Down in the BA docks, there was a notorious area at the time, known as the ‘Arches’ where cafes and bars, dance halls and clubs were flourishing, and it was a magnet for visiting seamen. On our visit, the atmosphere on shore visits was charged up, especially for us young apprentices, ignorant but game as we were. Expectations were high as we set out to taste all the delights on offer, and there was a distinctive musical background with orchestras belting out tangos and the loud piano bars wherever we went. There was a fascination which has lasted to this day. The Argentinians only got going late on into the night, and it was quite usual to see families with young children dining in the city around midnight or later. As a result of the late hours, some of us took a rest in the evening, and went ashore better prepared for an all night foray.
There were many highlights of this visit, or possibly low points, depending on your viewpoint. On one occasion in an upstairs dance hall, there was the usual music, drinking, and dancing, and some of our crew were seen hanging on to girls on the dance floor and generally having a good time. Some of them however, the worse for wear, were also spotted urinating in the corner of the room creating damp patches in the ceiling below!
Our discharge alongside took two riotous weeks, and near the last night, shots were heard from the shore in the early hours. It turned out that some of the returning crew had been fired on by the port police, after they had kicked over bins, and generally created mayhem as they staggered back on board. There was a breathless discussion in the mess room afterwards as they re-lived what had happened. It had been a memorable port stay that had fully lived up to expectations.
Next stop was Vitoria in Brazil to load iron ore for a homeward run. This was completed without further incident, the loading going very quickly, and giving no time for high jinx ashore. Only the rhythmic music flooding the radio waves told us what we were missing.
In Bremen, we all left the ship to travel home in the ferry from the Hook of Holland to Harwich.
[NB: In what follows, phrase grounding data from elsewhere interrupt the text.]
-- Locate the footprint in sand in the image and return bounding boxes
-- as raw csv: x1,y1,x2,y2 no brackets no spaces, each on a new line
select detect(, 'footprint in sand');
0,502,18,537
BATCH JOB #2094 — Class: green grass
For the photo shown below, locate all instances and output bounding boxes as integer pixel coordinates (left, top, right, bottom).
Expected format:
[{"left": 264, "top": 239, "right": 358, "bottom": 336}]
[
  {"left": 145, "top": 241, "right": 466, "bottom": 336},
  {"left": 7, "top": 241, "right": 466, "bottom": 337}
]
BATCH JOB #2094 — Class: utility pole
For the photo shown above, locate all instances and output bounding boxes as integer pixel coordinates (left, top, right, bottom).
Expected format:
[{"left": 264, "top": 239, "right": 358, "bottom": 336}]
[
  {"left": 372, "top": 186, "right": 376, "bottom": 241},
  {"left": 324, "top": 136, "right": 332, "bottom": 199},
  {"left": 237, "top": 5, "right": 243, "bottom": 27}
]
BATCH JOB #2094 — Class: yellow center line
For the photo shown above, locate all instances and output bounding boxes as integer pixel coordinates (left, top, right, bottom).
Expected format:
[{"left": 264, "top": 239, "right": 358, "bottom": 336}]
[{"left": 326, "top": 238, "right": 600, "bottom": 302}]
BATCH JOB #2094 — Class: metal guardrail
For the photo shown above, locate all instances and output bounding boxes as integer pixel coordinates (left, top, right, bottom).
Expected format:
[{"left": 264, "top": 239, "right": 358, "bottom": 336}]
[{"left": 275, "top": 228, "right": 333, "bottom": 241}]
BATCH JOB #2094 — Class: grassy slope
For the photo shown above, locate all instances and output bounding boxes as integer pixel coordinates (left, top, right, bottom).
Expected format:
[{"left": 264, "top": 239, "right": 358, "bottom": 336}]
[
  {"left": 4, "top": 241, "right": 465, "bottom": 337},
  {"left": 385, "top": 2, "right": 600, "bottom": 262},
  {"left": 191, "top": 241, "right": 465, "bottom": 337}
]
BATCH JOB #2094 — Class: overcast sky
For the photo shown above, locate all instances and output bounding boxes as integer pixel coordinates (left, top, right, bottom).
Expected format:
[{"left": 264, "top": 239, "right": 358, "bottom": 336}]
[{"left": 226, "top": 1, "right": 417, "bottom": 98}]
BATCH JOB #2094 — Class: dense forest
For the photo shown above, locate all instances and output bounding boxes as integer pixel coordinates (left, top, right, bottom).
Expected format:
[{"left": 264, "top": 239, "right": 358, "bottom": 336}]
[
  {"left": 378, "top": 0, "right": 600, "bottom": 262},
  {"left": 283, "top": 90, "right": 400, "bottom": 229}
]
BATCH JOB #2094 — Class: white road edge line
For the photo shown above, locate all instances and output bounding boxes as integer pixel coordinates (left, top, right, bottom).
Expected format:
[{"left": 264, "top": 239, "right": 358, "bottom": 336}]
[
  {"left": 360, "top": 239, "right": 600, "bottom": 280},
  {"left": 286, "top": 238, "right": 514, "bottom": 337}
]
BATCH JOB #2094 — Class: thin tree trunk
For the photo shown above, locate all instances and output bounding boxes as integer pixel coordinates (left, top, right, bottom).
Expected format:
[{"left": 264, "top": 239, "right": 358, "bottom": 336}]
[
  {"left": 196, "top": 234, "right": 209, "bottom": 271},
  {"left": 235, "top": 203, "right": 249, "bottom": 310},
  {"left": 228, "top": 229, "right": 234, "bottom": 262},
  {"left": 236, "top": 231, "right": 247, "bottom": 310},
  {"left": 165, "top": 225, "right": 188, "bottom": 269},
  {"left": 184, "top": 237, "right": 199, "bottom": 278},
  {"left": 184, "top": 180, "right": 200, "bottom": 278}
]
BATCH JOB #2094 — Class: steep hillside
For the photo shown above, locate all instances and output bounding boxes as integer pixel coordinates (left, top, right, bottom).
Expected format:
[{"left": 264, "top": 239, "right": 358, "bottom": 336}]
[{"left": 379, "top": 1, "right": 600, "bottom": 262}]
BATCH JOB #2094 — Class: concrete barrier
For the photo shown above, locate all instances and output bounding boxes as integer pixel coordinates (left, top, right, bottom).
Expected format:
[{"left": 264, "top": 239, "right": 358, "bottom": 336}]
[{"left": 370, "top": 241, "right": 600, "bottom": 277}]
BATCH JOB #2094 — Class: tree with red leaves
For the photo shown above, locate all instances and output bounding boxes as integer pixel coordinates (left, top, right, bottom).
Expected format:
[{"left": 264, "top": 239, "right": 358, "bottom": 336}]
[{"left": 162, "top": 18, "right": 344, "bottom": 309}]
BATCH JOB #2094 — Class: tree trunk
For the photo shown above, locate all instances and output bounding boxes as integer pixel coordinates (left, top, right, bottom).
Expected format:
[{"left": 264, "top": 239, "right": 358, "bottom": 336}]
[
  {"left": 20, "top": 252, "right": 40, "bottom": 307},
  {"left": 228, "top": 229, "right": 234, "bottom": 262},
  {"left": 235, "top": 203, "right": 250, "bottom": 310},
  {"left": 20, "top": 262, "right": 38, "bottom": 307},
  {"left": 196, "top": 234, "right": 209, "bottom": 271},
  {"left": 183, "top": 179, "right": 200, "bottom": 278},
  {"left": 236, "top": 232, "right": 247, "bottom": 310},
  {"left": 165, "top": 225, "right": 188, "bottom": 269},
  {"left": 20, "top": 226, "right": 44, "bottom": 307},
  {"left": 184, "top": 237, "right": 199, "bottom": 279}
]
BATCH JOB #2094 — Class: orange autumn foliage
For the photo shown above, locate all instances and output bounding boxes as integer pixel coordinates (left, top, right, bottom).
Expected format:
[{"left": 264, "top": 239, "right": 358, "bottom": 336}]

Our crew at the end of the voyage were a mixed bag of seamen that had been recruited or obtained in various ports around the world. They were replacements for those that had signed on in Liverpool. Some were hard cases, with a story to tell, and there were more incidents on the ferry as drink and freedom took hold. The author’s last recollection of this trip, was an AB with a bird in a cage covered by a cloth. We were boarding the train in Harwich. Responding to requests to see the bird, the owner lifted the cloth only to see the parrot laying flat on it’s back in the bottom of the cage with it’s feet in the air. It was somehow symbolic of the whole unforgettable trip.